Si el ser humano es de por si una
paradoja, la pandemia no hace si no acrecentar esta cualidad cuando
nos vemos obligados al aislamiento para así demostrar nuestra fuerza
en conjunto. Manifestamos el poder grupal en la soledad de nuestros
habitáculos. No es la única paradoja cuando vemos hasta a los más
acérrimos defensores del anarcoliberalismo ahora entonar los ojos
llorosos a ese “papá estado” del que tantas chanzas otrora
hacían, sabedores de que el habitual “sálvese quien pueda” es
un papel tan mojado como esa charlataneria de superficial
mercadotecnia que habla del valor del emprendedor y de como tanto los
millonarios como los pobres han llegado a tal rol por propio
merecimiento. Muy interesante a ese respecto la reflexión de Jesús
G. Maestro sobre las diferencias a la hora de luchar contra el
covid-19 por parte de los países de tradición católica (España o
Italia) frente a los de herencia protestante (Estados Unidos o Gran
Bretaña), y el sentido social de los primeros en contra del
desamparo de los segundos, defensores de una especie de “ley del
más fuerte”, aunque ya decimos que paradójicamente estos últimos
han reculado en sus propuestas y hasta el propio Donald Trump de
manera inaudita (pero responsable) ha admitido cuan equivocado
estaba.
En esta paradoja en la que para
demostrar que ningún hombre es una isla nos hemos convertido todos
en robinsones, en naúfragos confinados a las ínsulas de nuestras
casas, me ha llamado la atención observar como ciértamente el papel
higiénico se ha convertido en preciado objeto del deseo pero las
baldas de higiene personal, al menos masculina, apenas han notado el
impacto del coronavirus. Me refiero a productos tan indispensables
como champús, geles, espumas de afeitar y sobre todo desodorantes.
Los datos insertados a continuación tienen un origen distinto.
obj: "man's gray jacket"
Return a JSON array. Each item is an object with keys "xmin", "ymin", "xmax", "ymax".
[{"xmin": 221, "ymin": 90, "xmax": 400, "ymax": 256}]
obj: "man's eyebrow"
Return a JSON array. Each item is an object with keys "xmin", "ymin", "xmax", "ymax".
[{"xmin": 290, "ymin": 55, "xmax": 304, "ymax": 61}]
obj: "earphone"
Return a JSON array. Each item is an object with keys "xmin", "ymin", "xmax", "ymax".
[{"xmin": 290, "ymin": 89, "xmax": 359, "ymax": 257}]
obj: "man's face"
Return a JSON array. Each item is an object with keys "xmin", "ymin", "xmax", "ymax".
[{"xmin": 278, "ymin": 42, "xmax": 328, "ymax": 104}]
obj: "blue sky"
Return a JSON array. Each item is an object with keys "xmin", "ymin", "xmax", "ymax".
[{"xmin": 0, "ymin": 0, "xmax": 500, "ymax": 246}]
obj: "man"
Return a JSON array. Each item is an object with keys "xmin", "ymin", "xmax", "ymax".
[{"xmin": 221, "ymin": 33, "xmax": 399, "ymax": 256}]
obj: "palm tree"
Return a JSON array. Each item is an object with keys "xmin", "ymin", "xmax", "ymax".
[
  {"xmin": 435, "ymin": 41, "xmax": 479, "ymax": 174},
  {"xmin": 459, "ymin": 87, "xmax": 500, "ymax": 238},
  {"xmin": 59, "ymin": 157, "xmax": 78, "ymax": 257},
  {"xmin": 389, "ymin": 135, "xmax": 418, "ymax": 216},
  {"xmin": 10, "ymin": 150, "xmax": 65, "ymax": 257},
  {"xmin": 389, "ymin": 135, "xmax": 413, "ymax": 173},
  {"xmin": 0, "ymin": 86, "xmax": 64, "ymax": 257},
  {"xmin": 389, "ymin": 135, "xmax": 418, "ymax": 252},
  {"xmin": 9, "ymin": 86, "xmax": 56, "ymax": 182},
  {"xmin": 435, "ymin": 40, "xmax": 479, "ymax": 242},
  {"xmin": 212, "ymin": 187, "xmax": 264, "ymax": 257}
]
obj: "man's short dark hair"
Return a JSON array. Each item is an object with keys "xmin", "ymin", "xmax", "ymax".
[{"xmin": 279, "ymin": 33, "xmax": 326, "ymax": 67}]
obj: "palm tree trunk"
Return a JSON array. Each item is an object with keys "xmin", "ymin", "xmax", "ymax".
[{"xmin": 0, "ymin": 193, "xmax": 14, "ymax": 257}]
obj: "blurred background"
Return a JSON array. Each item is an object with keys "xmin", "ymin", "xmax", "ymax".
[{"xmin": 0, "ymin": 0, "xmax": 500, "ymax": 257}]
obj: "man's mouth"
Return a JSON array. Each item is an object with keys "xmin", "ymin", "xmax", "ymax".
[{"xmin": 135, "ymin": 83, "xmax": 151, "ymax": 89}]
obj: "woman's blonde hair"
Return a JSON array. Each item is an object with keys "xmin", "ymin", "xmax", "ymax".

Comprendo la importancia de tener el culo limpio (aunque se tenga la
boca sucia) y sé de lo incómodo que puede resultar llevar un pastel
debajo de tu espalda, pero considero igualmente molesto, por mucho
que uno esté confinado en casa, el pasar días sin una buena ducha,
lavado, perfumado, peinado, afeitado... confirma esto la tragedia de
que para mis congéneres la “comodidad” hogareña consiste en el
desarreglo, el desaliño y el desafecto con la estética. Y un mundo
sin estética es incluso peor que un mundo con coronavirus.
Temo por tanto el día en que las
autoridades anuncien que esto haya acabado y que podamos tomar de
nuevo las calles, los bares, las salas de cine o las librerías.
Siento escalofríos pensando el paisaje humano que pueda encontrarme,
la plaga de sucias cabelleras y barbas cuales parques de atracciones
para piojos. Y si la imagen se me antoja dantesca peor todavía es
imaginar el fétido aroma que posiblemente acompañe tales
especímenes.
Eso sí, todos con el culo bien limpio.